Forum Discussion
Gdetrailer
Apr 06, 2022Explorer III
profdant139 wrote:
I am surprised to hear that 13.5 volts won't even charge a semi-depleted battery -- we have found, after much real-life experience, that my 40 foot cable will do a fine job of charging a battery at around 13.9 volts.
13.5V even with a partially depleted battery can result in not much more than a trickle charge. It is the reason why some converters pick 13.2V-13.4V as "storage" mode which basically is just enough current to replace the batteries "self discharge" rate.
13.5V is just a small notch above storage charging.
Some converters will run 13.6V-13.8V as "absorption" stage which may result in a few hundred milliamps to many amps depending on your battery state of charge and how much current your charging source can provide resulting in some charge. But to fully charge the battery it could take days or weeks at 13.5V
profdant139 wrote:
I know this for a fact because we test our battery (at rest) with a voltmeter almost every evening, after the sun goes down. It's almost always at 12.7 volts. Even on a bad day (some clouds or partial shade), it's at 12.5. By contrast, in the morning, it tests out at about 12.3 or so.
12.7V is low, your not fully charging the battery at the end of the day.. Resting voltage of a typical Lead Acid 12V battery should be 12.8V or a bit higher. I have seen charts which claim 12.73+ is "fully charged", in reality 12.8V or a bit higher will be considered fully charged..

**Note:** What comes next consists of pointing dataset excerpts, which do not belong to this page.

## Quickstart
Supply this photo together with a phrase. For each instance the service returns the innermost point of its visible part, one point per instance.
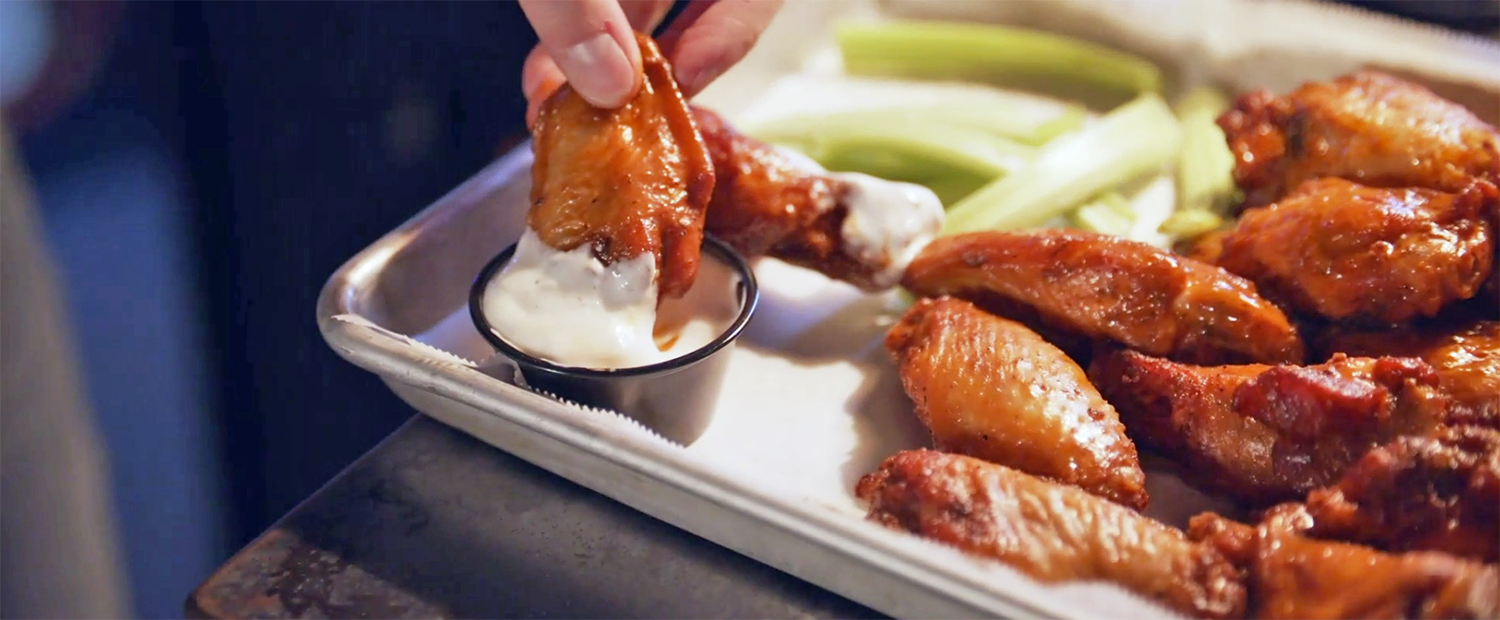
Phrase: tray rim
(899, 562)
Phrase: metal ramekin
(674, 398)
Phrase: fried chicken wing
(770, 201)
(629, 180)
(1377, 255)
(1049, 532)
(1296, 578)
(993, 389)
(1466, 359)
(1112, 288)
(1265, 434)
(1434, 493)
(1367, 126)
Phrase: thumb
(593, 45)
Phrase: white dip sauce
(888, 221)
(572, 310)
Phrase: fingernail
(599, 71)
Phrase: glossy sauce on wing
(1104, 287)
(1352, 252)
(777, 203)
(1368, 126)
(624, 182)
(1049, 532)
(992, 388)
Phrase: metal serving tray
(810, 403)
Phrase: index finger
(593, 45)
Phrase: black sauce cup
(674, 398)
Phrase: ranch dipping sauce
(887, 224)
(575, 311)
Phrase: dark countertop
(435, 524)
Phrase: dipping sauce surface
(572, 310)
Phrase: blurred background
(201, 168)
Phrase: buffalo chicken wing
(768, 201)
(1367, 126)
(1466, 359)
(1049, 532)
(1352, 252)
(1112, 288)
(1296, 578)
(626, 182)
(1265, 434)
(993, 389)
(1433, 493)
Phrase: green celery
(1023, 122)
(1109, 213)
(1187, 224)
(1004, 56)
(1134, 140)
(1205, 167)
(951, 146)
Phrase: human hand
(590, 44)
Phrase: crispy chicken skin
(1436, 493)
(1296, 578)
(768, 203)
(1367, 126)
(1049, 532)
(629, 180)
(1112, 288)
(993, 389)
(1466, 359)
(1265, 434)
(1374, 255)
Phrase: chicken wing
(1265, 434)
(1049, 532)
(993, 389)
(1352, 252)
(1296, 578)
(1367, 126)
(1110, 288)
(629, 180)
(1466, 359)
(770, 201)
(1439, 493)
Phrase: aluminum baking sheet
(810, 401)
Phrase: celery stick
(1109, 213)
(1134, 140)
(1205, 165)
(1002, 56)
(950, 183)
(1191, 222)
(954, 188)
(1031, 125)
(948, 144)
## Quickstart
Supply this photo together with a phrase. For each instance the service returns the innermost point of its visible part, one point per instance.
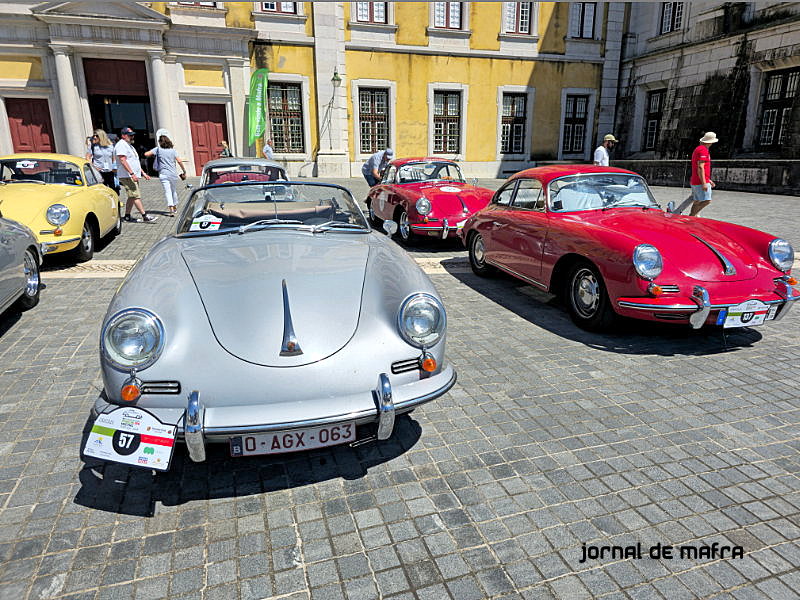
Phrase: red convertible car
(596, 237)
(426, 197)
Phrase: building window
(286, 8)
(447, 15)
(581, 20)
(373, 119)
(371, 12)
(652, 122)
(517, 17)
(671, 16)
(286, 117)
(779, 93)
(512, 124)
(574, 124)
(447, 121)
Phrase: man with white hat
(601, 153)
(375, 165)
(701, 183)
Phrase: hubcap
(585, 293)
(31, 275)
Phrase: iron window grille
(575, 114)
(286, 117)
(512, 124)
(373, 119)
(447, 122)
(779, 95)
(371, 12)
(447, 15)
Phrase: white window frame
(357, 84)
(449, 87)
(530, 96)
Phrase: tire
(85, 248)
(33, 282)
(477, 256)
(587, 299)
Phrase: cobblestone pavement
(552, 438)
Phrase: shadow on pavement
(128, 490)
(630, 336)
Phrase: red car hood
(685, 242)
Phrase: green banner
(257, 114)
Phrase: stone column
(159, 95)
(68, 98)
(333, 158)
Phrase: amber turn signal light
(130, 393)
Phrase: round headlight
(781, 254)
(57, 215)
(133, 338)
(421, 320)
(647, 261)
(423, 206)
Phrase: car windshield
(27, 170)
(244, 207)
(239, 173)
(429, 171)
(593, 191)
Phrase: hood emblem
(290, 345)
(726, 264)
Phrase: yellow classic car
(62, 199)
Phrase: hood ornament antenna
(290, 345)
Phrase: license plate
(132, 436)
(747, 314)
(281, 442)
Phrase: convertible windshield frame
(584, 201)
(240, 225)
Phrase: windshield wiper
(250, 226)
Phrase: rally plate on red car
(280, 442)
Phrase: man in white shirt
(601, 153)
(129, 169)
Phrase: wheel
(477, 256)
(587, 298)
(404, 233)
(85, 249)
(33, 282)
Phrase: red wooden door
(209, 128)
(29, 121)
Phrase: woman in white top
(101, 154)
(165, 163)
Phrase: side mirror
(390, 227)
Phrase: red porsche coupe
(426, 197)
(597, 237)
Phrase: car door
(526, 232)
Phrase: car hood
(324, 280)
(690, 245)
(27, 202)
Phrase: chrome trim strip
(515, 274)
(290, 346)
(729, 268)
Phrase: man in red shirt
(701, 177)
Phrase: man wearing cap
(375, 165)
(701, 177)
(129, 169)
(601, 153)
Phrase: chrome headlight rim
(423, 206)
(640, 253)
(419, 297)
(152, 318)
(60, 208)
(786, 262)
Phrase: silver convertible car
(274, 320)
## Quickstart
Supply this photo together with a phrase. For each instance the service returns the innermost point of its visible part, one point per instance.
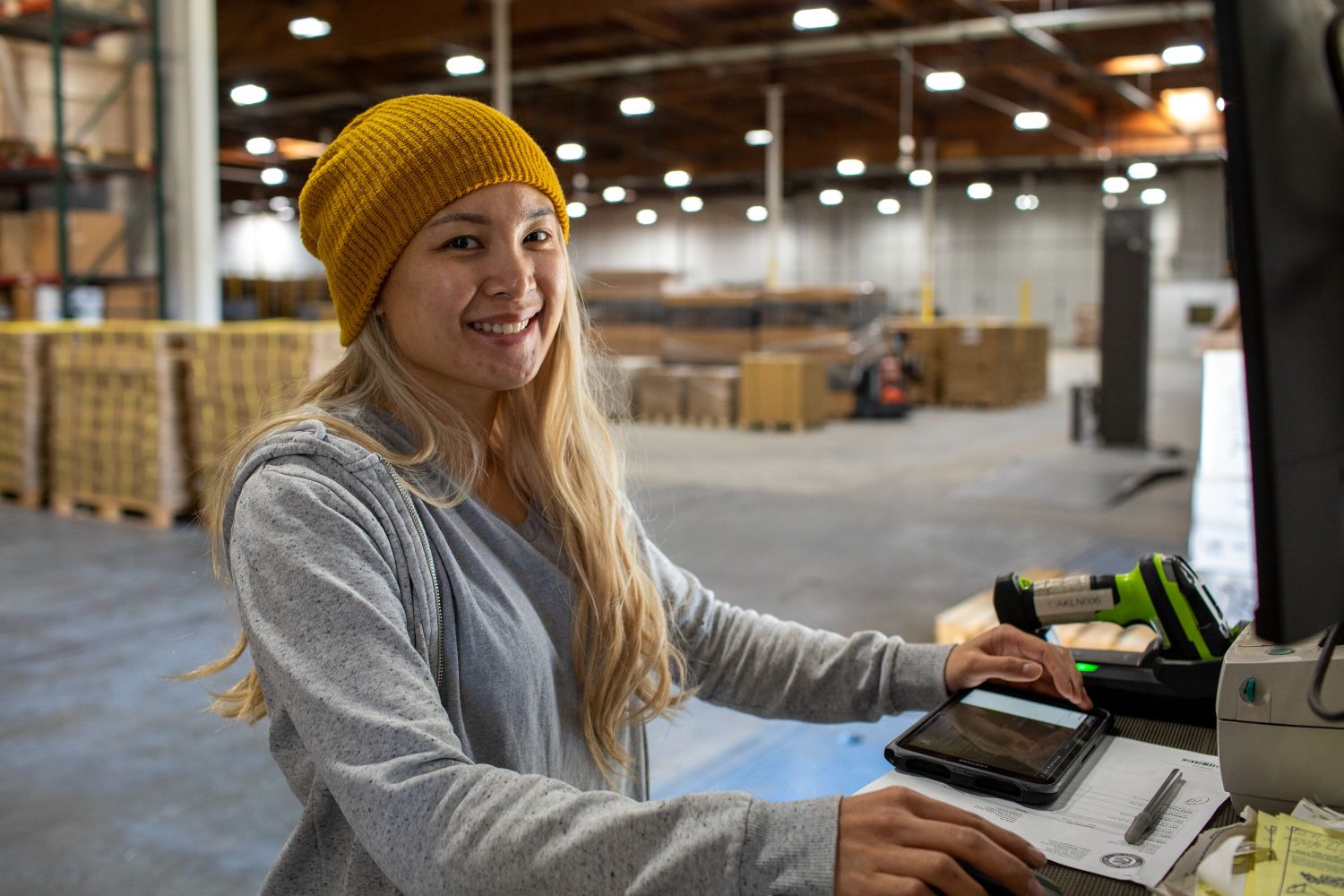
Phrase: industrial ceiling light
(1183, 56)
(814, 18)
(636, 107)
(941, 81)
(467, 65)
(570, 152)
(1031, 121)
(247, 94)
(309, 27)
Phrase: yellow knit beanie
(390, 169)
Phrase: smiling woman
(457, 624)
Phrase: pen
(1153, 810)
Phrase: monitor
(1285, 191)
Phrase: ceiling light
(1031, 121)
(247, 94)
(636, 107)
(309, 27)
(943, 81)
(570, 152)
(816, 18)
(1183, 56)
(460, 66)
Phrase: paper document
(1085, 828)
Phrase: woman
(457, 624)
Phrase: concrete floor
(116, 782)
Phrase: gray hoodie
(417, 670)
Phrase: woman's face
(475, 300)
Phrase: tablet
(1003, 743)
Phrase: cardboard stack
(23, 411)
(782, 390)
(242, 371)
(118, 437)
(626, 309)
(710, 327)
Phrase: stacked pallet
(242, 371)
(23, 411)
(118, 440)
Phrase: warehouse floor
(116, 782)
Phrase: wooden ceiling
(706, 64)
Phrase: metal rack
(59, 24)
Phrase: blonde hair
(558, 454)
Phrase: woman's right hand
(900, 841)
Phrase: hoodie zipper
(433, 570)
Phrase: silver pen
(1150, 814)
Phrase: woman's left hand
(1011, 656)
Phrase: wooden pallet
(115, 509)
(27, 498)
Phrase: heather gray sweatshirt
(417, 669)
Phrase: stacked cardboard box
(626, 309)
(711, 395)
(23, 410)
(244, 371)
(782, 390)
(710, 327)
(118, 440)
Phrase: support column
(773, 182)
(191, 160)
(502, 62)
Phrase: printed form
(1085, 828)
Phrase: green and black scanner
(1177, 675)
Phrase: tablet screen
(1004, 732)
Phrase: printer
(1271, 747)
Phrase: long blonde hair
(556, 452)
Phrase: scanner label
(1070, 599)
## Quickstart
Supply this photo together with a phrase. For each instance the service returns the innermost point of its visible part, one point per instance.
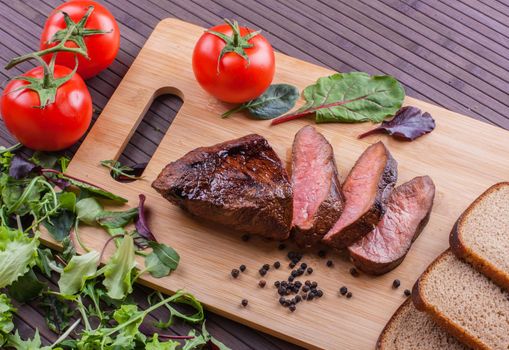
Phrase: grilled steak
(317, 199)
(366, 191)
(239, 183)
(407, 214)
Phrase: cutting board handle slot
(152, 128)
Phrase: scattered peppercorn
(354, 272)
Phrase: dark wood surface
(453, 53)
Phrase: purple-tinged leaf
(408, 124)
(141, 221)
(21, 167)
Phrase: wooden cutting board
(463, 156)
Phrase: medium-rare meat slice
(407, 214)
(366, 191)
(239, 183)
(317, 199)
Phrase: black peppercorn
(354, 272)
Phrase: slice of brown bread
(465, 302)
(481, 235)
(410, 329)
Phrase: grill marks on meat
(239, 183)
(317, 199)
(407, 214)
(366, 191)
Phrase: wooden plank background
(453, 53)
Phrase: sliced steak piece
(407, 214)
(317, 199)
(366, 191)
(239, 183)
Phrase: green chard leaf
(118, 270)
(275, 101)
(6, 313)
(26, 288)
(18, 253)
(373, 98)
(78, 270)
(162, 260)
(350, 98)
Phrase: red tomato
(56, 126)
(234, 79)
(102, 48)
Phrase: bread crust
(422, 304)
(461, 250)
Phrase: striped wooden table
(454, 53)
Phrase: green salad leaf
(18, 253)
(119, 268)
(78, 270)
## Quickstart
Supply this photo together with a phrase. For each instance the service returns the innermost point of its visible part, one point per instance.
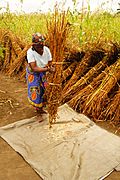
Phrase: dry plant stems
(58, 28)
(112, 111)
(85, 80)
(79, 71)
(68, 71)
(18, 61)
(14, 55)
(80, 96)
(7, 55)
(95, 103)
(88, 77)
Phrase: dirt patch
(14, 106)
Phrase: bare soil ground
(14, 106)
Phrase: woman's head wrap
(38, 38)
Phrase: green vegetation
(86, 28)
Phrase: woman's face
(39, 47)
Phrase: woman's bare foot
(41, 111)
(39, 118)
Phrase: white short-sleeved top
(41, 60)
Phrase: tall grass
(86, 29)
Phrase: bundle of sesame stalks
(14, 62)
(58, 29)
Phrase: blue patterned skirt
(36, 87)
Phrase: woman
(39, 61)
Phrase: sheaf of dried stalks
(58, 29)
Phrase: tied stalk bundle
(58, 29)
(95, 103)
(90, 75)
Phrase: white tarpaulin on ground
(73, 149)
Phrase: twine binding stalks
(58, 29)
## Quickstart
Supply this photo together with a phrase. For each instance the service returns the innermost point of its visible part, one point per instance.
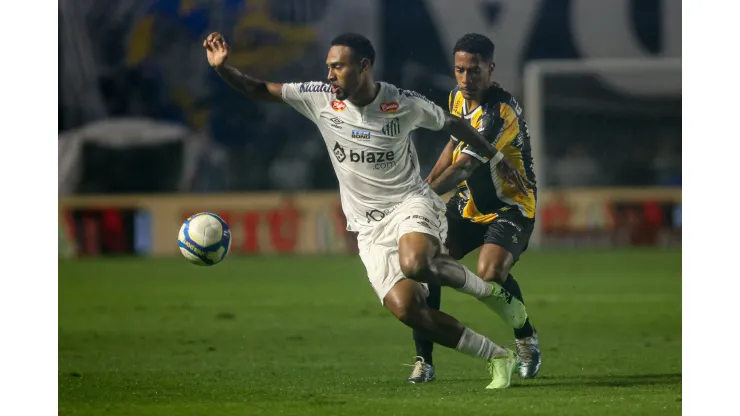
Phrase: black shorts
(510, 230)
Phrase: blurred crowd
(144, 59)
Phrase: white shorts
(379, 245)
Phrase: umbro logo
(336, 122)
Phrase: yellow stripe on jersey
(502, 125)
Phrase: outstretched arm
(444, 161)
(463, 131)
(217, 51)
(455, 173)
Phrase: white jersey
(370, 148)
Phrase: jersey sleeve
(499, 129)
(427, 115)
(308, 98)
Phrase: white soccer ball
(204, 239)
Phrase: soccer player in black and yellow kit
(484, 211)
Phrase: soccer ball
(204, 239)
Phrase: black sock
(513, 287)
(424, 347)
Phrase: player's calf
(420, 259)
(405, 300)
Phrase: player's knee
(416, 266)
(455, 253)
(409, 314)
(493, 272)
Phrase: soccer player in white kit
(399, 221)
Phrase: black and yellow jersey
(498, 118)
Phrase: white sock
(474, 285)
(476, 345)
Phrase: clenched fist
(217, 50)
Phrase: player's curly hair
(361, 46)
(477, 44)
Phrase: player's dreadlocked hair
(477, 44)
(360, 45)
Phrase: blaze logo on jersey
(392, 127)
(389, 107)
(361, 134)
(339, 153)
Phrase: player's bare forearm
(444, 161)
(253, 88)
(463, 131)
(451, 177)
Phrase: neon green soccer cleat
(501, 369)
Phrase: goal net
(606, 140)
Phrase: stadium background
(148, 134)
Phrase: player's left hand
(511, 175)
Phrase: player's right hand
(510, 174)
(217, 50)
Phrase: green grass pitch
(307, 336)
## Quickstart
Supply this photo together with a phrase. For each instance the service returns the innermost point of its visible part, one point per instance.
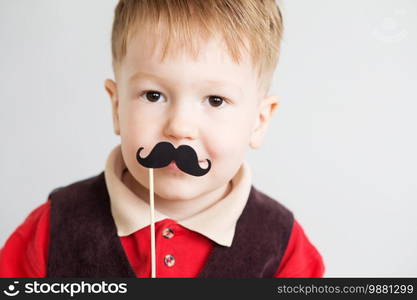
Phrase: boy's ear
(267, 108)
(111, 89)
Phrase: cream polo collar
(217, 222)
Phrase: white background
(340, 152)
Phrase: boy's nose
(181, 125)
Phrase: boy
(190, 72)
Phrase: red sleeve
(25, 252)
(301, 258)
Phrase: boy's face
(211, 104)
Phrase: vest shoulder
(81, 186)
(266, 203)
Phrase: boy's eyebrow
(209, 81)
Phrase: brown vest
(84, 241)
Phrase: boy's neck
(176, 210)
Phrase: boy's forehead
(213, 63)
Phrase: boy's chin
(177, 191)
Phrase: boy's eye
(153, 96)
(215, 101)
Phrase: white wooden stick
(153, 262)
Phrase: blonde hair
(182, 24)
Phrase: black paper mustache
(164, 153)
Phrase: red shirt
(25, 252)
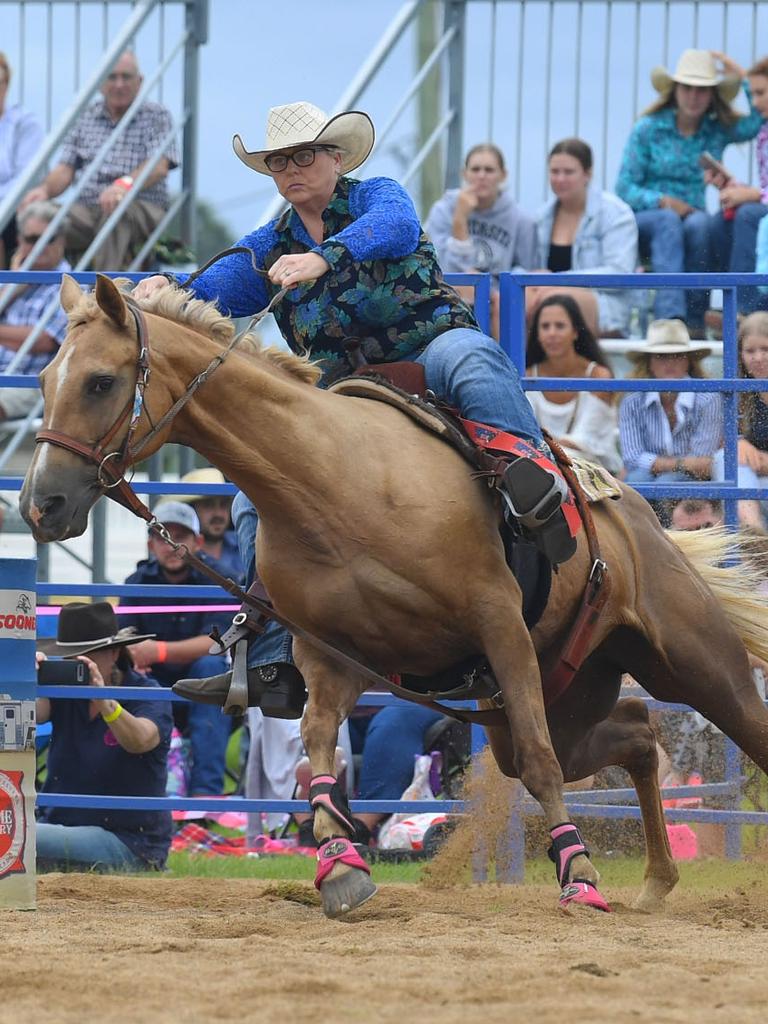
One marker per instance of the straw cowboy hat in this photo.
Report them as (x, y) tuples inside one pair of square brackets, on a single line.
[(85, 628), (303, 124), (668, 338), (696, 68), (208, 474)]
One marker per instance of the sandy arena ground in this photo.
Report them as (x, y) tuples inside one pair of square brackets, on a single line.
[(134, 949)]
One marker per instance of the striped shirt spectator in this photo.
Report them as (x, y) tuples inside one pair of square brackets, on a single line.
[(646, 433), (151, 123), (114, 180)]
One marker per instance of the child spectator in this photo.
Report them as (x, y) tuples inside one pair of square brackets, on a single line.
[(753, 409), (660, 176), (560, 344), (669, 436), (479, 228), (585, 230), (20, 135)]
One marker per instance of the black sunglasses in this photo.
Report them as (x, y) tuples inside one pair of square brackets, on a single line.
[(278, 162)]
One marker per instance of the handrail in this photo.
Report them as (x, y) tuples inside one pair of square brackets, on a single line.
[(361, 80)]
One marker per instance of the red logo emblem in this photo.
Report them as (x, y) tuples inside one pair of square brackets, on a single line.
[(12, 823)]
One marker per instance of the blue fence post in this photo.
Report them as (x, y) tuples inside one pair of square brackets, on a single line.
[(17, 762)]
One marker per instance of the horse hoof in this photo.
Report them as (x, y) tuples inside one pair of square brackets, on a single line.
[(578, 894), (351, 889)]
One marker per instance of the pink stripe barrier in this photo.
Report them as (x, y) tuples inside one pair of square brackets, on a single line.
[(135, 609)]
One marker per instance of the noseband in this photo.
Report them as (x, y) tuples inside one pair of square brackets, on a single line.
[(111, 466)]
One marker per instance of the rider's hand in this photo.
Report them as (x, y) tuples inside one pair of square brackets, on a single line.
[(290, 270), (681, 208), (147, 286)]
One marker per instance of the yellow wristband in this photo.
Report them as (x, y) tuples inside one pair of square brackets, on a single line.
[(115, 715)]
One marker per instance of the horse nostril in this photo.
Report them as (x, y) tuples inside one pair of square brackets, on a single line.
[(52, 506)]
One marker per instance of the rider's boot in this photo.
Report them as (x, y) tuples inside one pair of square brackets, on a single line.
[(278, 689), (534, 496)]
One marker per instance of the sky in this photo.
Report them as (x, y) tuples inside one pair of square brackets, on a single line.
[(532, 77)]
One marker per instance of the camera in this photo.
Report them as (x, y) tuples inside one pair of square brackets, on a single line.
[(57, 672)]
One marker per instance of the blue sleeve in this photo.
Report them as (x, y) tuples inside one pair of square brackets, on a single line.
[(634, 170), (385, 225), (747, 127), (232, 284)]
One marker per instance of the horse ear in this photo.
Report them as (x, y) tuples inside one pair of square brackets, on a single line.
[(111, 301), (70, 293)]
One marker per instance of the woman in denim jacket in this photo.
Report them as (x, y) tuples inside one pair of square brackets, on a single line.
[(585, 230)]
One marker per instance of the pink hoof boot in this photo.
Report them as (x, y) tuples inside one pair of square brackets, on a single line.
[(350, 889), (582, 894)]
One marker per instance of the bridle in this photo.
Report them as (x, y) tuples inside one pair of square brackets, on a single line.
[(112, 465)]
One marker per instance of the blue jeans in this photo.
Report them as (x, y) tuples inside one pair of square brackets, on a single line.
[(471, 372), (209, 731), (84, 848), (389, 740), (734, 247), (677, 245)]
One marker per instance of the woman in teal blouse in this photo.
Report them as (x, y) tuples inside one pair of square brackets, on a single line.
[(660, 176)]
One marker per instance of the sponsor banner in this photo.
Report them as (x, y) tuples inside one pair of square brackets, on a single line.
[(16, 832), (17, 614)]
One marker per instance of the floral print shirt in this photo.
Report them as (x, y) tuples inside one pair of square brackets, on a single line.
[(384, 287), (658, 161)]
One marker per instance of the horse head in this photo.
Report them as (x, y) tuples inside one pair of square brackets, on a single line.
[(88, 391)]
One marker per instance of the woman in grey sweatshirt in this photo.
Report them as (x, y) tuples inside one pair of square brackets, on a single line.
[(479, 228)]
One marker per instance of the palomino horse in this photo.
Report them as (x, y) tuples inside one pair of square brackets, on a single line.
[(375, 536)]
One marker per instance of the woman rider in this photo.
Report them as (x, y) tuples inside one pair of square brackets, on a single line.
[(357, 263)]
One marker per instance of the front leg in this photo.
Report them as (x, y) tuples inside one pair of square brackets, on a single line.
[(513, 659), (343, 877)]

I realize I am splitting hairs but in reality of 12V batteries even a small voltage difference of .1V can make a difference.
profdant139 wrote:
The obvious solution to all of this is to bring both cables but then to deploy the 70 footer only if needed -- otherwise, the 40 footer will be preferable. The problem, though, is that the 70 footer is very bulky and heavy, and storage room is at a premium. So if it causes a significant voltage drop, and will not do a very good job of recharging the battery, then I'm better off without it.
Best thing to do is to test it, measure the current coming from your solar panel using both cables. Then decide if the 70ft wire run is worth messing with. There will be some reduction in charging current using the 70ft vs the 40ft. Only you can determine if that sacrifice is worth it to you.
One of the downsides with your panels from what I have seen is the controller being attached to the panel.. That is putting you at a disadvantage, it is handicapping your setup by regulating the panel voltage remotely and the long wire run acts like a resistor which reduces the voltage to the battery and that reduced voltage means the battery cannot draw as much current that the panel could supply.
Would be far better if the charge controller was close to the battery, this way it will result in a higher voltage being delivered to the battery for a longer period of time. That would maximize your panels full power rating.
To maximize your panel charging you have to minimize the voltage drop between the charging source and the battery.